Stable Real-Space Invariants and Topology Beyond Symmetry Indicators (2505.09697v1)

Abstract: We show that certain band gaps, which appear topologically trivial from the perspective of symmetry indicators (SIs), must instead be topological, as guaranteed by real-space information that follows from Topological Quantum Chemistry (TQC). To address this, we introduce stable real-space invariants (SRSIs) that generalize the previously discovered local and composite real-space invariants to global topological invariants of a given set of bands.

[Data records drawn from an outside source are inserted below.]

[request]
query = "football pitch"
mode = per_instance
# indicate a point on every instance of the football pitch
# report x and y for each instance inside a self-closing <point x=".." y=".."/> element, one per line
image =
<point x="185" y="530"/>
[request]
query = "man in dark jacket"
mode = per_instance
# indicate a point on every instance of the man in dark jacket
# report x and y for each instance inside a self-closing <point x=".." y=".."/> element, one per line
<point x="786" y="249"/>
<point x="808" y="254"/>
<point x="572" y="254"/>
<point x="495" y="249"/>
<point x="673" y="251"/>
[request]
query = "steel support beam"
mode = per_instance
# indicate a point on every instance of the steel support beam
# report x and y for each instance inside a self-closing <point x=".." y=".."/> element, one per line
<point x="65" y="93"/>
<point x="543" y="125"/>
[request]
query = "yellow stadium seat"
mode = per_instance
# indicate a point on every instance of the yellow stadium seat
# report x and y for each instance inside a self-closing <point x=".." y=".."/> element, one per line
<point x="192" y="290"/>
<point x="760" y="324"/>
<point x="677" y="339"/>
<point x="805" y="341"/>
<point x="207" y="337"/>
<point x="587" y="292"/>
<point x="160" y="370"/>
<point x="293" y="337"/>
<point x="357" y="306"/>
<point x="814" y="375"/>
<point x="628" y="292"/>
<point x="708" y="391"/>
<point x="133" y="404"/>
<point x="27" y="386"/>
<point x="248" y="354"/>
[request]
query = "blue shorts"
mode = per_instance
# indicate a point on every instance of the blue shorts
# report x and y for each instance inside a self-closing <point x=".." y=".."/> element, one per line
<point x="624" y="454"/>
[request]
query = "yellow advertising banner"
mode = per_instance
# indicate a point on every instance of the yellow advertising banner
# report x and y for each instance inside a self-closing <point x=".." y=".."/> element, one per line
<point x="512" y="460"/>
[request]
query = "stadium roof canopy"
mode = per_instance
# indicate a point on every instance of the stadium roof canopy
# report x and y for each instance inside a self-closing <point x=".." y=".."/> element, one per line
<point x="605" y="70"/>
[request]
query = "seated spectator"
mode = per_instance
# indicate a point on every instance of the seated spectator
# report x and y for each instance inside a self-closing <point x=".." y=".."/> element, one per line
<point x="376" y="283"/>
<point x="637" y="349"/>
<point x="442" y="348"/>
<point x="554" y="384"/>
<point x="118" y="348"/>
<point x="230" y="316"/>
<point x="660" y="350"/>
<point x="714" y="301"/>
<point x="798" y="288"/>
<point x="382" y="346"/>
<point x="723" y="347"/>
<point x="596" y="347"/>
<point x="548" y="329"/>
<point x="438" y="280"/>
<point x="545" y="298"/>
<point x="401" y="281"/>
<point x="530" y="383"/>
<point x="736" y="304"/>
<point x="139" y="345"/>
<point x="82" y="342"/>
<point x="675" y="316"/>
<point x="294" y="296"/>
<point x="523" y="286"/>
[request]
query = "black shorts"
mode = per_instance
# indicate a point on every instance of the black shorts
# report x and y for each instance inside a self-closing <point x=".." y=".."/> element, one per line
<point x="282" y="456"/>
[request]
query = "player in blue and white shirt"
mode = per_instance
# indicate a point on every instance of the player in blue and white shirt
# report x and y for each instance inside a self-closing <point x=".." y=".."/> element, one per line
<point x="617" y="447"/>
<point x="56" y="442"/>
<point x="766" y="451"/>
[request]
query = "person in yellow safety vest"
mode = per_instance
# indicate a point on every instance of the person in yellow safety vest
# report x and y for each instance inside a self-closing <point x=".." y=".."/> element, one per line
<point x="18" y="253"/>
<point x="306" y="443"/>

These are linear combinations of Wannier state multiplicities at Wyckoff positions and take the form of $\mathbb{Z}$- and $\mathbb{Z}_n$-valued quantities ($n=2,4$). We enumerate all $\mathbb{Z}$SRSIs and $\mathbb{Z}_n$SRSIs in all non-magnetic space groups (SGs) with and without spin-orbit coupling. SRSIs fully diagnose the stable equivalence of atomic insulators, ensuring that two atomic insulators with matching SRSIs are adiabatically deformable to one another in the presence of auxiliary trivial bands. For both atomic and topological bands, $\mathbb{Z}$SRSIs are determined by the momentum-space symmetry data and thus determine the SIs. $\mathbb{Z}_n$SRSIs provide additional information about trivial band structures not captured by momentum-space data. While split elementary band representations (EBRs), where the bands forming an EBR split into disconnected parts, must induce band topology, there are 211 cases across 51 SGs where the momentum-space data of an EBR decomposes linearly with positive integer coefficients into those of other EBRs. We demonstrate that $\mathbb{Z}_n$SRSIs successfully identify the band topology in the majority of these split EBR cases, diagnosing all but 8 cases in 5 SGs. Our results solidify the conceptual framework of TQC as containing, but going beyond, SIs and momentum-space symmetry data.